Una costilla sobre la mesa: madre es una obsesión dividida en tres partes que podríamos clasificar como: escrita, oral-cómica y coral-ballet. Pues en cada una de ellas hay una necesidad de expresar ese amor tras la muerte de diferentes formas. En la primera de ellas, es donde, sin duda, mejor asistimos a la fuerza expresiva y a veces irracional de los textos de la Liddell en su más pura esencia, a los que ayudan una representación y una puesta en escena siempre agresiva consigo misma y, que esta vez, refleja el abandono del alma ante la pérdida. De este modo, la luz, el sonido histriónico y la repetición del desgarro del dolor que representa El Niño de Elche, procesan el sentido más irracional de la muerte que busca de alguna forma una salida en la más coral de las fases de la obra de teatro protagonizada por el bailarín Ichiro Sugae, y que representa el zigzagueo de la muerte tras la pérdida antes de volver al útero materno, o al útero universal, que es la recuperación de las raíces, las tradiciones y esos sonidos que se nos quedaron pegados en la memoria en nuestra infancia.

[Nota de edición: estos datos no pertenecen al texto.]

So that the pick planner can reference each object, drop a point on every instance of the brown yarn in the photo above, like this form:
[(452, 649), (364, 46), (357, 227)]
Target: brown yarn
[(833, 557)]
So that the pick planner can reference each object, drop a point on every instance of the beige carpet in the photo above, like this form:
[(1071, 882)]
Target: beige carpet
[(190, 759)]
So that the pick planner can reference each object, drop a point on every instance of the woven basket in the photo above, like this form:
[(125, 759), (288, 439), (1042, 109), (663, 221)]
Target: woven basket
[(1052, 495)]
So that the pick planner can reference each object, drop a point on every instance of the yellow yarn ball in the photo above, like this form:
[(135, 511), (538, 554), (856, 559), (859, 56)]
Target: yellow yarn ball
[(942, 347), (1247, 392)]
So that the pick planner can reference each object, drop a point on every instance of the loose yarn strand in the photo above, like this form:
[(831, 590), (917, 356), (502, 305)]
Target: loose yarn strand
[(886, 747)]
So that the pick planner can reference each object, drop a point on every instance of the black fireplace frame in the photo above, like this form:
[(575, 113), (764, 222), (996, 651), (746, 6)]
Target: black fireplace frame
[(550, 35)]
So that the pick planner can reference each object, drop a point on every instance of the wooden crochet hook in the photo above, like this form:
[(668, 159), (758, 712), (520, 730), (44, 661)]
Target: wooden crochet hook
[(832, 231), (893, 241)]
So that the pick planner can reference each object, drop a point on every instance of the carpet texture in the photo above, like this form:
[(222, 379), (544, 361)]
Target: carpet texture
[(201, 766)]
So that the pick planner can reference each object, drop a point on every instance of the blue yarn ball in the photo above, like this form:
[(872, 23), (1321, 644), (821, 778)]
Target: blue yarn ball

No hay inocencia en esta manifestación de amor y culto hacia una madre, y sí el ruido y la furia del que conoce la expiación de la culpa. De la ausencia de un ritmo vital que ha dejado de latir para siempre. Corazones sin latidos que anegan las lágrimas no derramadas por las plegarias no atendidas a razón de una lágrima por cada latigazo que magnifica la ausencia.

Angélica Liddell y su forma de entender el mundo y la vida frente a frente y cada vez más cercana a la perfomance que lo quiere abarcar todo. Una perfomance no apta para todos los públicos ni sensibilidades. Un grito de rabia que nace de las entrañas más profundas. Del dolor más inimaginable. De la cadencia más arrebatadora. Todas ellas esencias de un universo petrificado en el mapa del tiempo y, que en esta ocasión, nos habla del amor después de la muerte.